Ce sont des périodes de crises. Devant ces métamorphoses, suspendons notre jugement. Ni progrès, ni catastrophe, ni bien ni mal, c'est la réalité et il faut faire avec. Petite Poucette va devoir réinventer une manière de vivre ensemble, des institutions, une manière d'être et de connaître... mais il faut lui faire confiance !

Autres livres :
Yeux
Comment voit-on ? Qu’est-ce que voir ? Être vu ? Quelles performances de vision peut-on rencontrer dans la nature ? Et jusqu’où l’homme pourra-t-il « voir » le monde ?
Dans ce livre magnifique, Michel Serres explore, à la façon de variations, les capacités des yeux, de tous les yeux : Voir et être vu, Yeux de pierres, Yeux de bêtes, Yeux de verre, Yeux de mer, Yeux de lettres, Yeux de mère ou Feu d’Yeux, feu de Dieu.

Il interroge le regard du peintre, comment il voit ce qu’il peint, comment il est vu par le spectateur. Comment regarde-t-on la nature ? Comment regarde-t-on une œuvre, statique, mouvante… Il oppose la nuit et le jour pour nous montrer que la lumière naît… de la nuit. Il nous emmène visiter les lieux les plus anciens, comme Lascaux, avec les moyens les plus contemporains de la technologie… Et nous fait enfin réfléchir sur ce que nos yeux disent de la force de notre amour.

Temps des crises
Que révèle le séisme financier et boursier qui nous secoue aujourd'hui?
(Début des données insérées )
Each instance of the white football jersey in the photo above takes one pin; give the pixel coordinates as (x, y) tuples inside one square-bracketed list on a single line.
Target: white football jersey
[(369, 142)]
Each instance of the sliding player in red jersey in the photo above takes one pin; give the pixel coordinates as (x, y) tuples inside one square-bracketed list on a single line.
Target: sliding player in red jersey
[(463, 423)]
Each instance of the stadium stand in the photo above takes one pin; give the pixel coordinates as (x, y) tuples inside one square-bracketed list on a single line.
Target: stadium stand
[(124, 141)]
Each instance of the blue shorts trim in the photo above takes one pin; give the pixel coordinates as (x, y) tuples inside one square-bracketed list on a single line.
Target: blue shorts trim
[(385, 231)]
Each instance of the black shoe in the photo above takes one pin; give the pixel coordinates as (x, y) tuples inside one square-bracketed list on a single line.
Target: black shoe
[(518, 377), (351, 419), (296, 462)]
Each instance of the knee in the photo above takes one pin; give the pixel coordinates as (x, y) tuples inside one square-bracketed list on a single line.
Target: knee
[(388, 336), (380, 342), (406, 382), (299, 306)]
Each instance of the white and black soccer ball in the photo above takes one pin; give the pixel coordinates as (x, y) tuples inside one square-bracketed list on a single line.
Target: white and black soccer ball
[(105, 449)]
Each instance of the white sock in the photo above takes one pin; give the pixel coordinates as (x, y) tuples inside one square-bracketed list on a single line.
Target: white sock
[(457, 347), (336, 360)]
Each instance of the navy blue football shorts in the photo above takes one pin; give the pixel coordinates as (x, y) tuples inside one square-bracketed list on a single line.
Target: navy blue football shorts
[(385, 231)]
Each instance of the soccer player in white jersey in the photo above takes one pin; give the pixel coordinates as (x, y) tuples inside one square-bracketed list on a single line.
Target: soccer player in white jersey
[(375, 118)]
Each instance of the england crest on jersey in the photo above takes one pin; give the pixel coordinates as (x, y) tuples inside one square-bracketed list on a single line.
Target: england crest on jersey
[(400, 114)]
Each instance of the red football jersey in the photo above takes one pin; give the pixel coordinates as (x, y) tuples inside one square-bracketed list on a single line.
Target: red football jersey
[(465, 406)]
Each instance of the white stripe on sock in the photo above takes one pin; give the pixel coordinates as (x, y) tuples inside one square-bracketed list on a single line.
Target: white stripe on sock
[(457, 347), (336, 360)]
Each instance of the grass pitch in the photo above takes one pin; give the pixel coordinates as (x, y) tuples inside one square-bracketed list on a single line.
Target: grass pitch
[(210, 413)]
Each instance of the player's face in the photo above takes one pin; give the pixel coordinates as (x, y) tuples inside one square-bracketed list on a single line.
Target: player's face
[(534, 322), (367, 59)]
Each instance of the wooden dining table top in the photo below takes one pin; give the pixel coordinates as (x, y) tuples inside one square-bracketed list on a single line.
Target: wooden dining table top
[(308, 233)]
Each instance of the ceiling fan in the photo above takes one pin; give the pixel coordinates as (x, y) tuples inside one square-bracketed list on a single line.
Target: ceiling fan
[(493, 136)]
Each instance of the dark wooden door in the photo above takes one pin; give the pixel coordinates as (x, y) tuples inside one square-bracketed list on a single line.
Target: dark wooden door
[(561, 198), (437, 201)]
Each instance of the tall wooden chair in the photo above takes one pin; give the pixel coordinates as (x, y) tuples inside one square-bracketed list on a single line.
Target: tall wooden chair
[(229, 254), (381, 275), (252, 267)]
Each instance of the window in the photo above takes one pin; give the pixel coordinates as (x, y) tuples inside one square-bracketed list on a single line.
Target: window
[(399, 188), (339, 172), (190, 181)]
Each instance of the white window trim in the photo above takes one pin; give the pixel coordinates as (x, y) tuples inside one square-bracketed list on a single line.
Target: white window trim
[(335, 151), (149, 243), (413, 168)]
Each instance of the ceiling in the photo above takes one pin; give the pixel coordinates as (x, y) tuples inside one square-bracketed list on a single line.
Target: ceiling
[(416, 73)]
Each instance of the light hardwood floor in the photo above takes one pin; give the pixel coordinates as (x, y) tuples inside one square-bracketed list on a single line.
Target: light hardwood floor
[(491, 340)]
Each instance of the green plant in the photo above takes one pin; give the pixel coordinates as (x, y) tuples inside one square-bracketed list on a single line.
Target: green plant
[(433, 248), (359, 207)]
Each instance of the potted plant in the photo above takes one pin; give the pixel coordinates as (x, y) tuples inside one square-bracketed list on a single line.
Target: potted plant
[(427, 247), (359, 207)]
Si nous vivons une crise, au sens plein du terme, aucun retour en arrière n'est possible. Il faut donc inventer du nouveau. Or, le nouveau nous submerge! En agriculture, transports, santé, démographie, informatique, conflits, des bouleversements gigantesques ont transformé notre condition comme jamais cela n'était arrivé dans l'histoire. Seules nos institutions n'ont pas changé. Et voici, l'une de ces ruptures profondes: notre planète devient un acteur essentiel de la scène politique. Qui, désormais, représentera le Monde, ce muet? Et comment?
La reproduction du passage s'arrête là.